Brandon LazovicAugust 27, 2020

Earlier this month, Google announced its plans to deprecate its Structured Data Testing Tool (SDTT) and replace it with the Rich Results Test (RR) for validating structured data. 

What Is Google’s Rich Result Tester Tool? 

Google’s rich results test was created in 2017 for the purpose of testing snippets and other ‘rich’ elements that are eligible to display in the search results. 

What’s The Difference Between Both Tools? 

Google’s Rich Result Tester offers a more accurate representation of how a page is displayed visually in the SERPs. 

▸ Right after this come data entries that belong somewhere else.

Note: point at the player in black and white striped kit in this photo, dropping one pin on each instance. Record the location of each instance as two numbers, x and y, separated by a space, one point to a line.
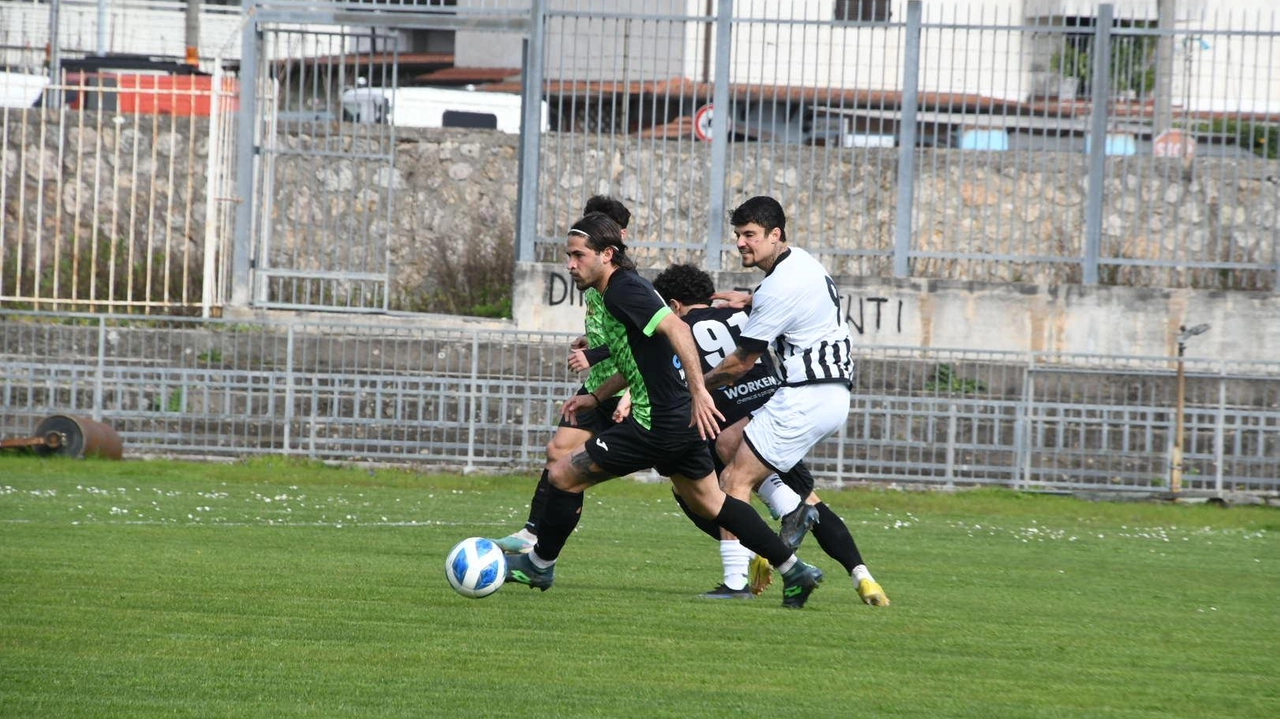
796 311
688 292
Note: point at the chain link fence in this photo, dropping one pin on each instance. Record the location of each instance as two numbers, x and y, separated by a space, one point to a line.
488 399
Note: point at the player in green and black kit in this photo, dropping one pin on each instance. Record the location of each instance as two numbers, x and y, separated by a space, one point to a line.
672 415
589 424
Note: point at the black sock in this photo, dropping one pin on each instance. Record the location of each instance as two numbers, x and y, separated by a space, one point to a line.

It also allows users to test structured data within dynamically loaded content, a feature not offered by Google’s Structured Data Testing Tool, and renders desktop/mobile results for rich snippets. Another new feature is full alignment with Search Console reports.

Otherwise, both tools offer similar functionality, with the ability to test individual URLs for schema, or specific code snippets in JSON-LD, Microdata, and RDFa. 

However, one downside to the Rich Results tool is that it only tests types of schema that produce rich results, and not all schema markups (like it’s predecessor). Many users consider this to be a “downgrade” because RR only supports a narrow subset of Google-approved schemas. 

A proposed solution to this would be for Google to include an additional section such as “Non-Snippet Related Structured Data” for non-rich snippet markups, but we’ll have to see if this addition is made by Google. 

It also serves as a poor replacement as a debugger tool, as SDTT will show the specific line of code that’s resulting in warnings or errors, whereas RR sometimes displays “Page not eligible for rich results known by this test” without further explanation. For the time being, SEOs may have to use third-party structured data testing tools for debugging purposes. 

What’s Going To Happen To Google’s Structured Data Testing Tool? 

To allow for easier transition, Google will keep the deprecated SDTT available “for the time being,” but “strongly recommends you use the Rich Results Test to test and validate your structured data.”